The Encyclosphere Is Coming

November 22nd, 2019

Via: Larry Sanger:

We are fed up.

After ten years of domination by big social media—which might finally be in decline—we are tired of giant Silicon Valley corporations using us contemptuously. We still remember an Internet in which we charted our own destiny and owned our own data.

It’s not just social media. It’s Wikipedia, too. If you want to participate in the world’s largest encyclopedia, you must collaborate with a shadowy group of anonymous amateurs and paid shills on exactly one article per topic. If you’re new, you won’t be treated very nicely. If you don’t play their strange game, you’ll be summarily dismissed. Like the social media giants, Wikipedia has become an arrogant and controlling oligarchy.

Like Facebook, Wikipedia is also controlling its readers. It feeds them biased articles, exactly one per topic, does not let users give effective, independent feedback on articles (you’re forced to become a participant if you just want to give feedback) or to rate articles. They have, in a very real way, centralized epistemic authority in the hands of an anonymous mob. This is worse than Facebook.
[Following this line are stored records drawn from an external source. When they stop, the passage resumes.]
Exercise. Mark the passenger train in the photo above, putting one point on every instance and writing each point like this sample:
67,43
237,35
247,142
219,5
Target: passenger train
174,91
At least with Facebook, Congress can call Mark Zuckerberg to testify. There isn’t anyone who is responsible for Wikipedia’s content—certainly not Jimmy Wales. The situation is, in some ways, more dire than with Facebook, because you can’t effectively talk back to Wikipedia.

The old proverb tells us that knowledge is powerful. More specifically, authoritative statements of what is known on various subjects are powerful. How? Such statements can be used to influence elections, justify policies, and articulate controversial points of view—in effect to gain, wield, and build and consolidate power. The power to declare what is known is nearly the power to rule the world. No small group—no person, corporation, oligarchy, or cadre of insiders—should wield such power.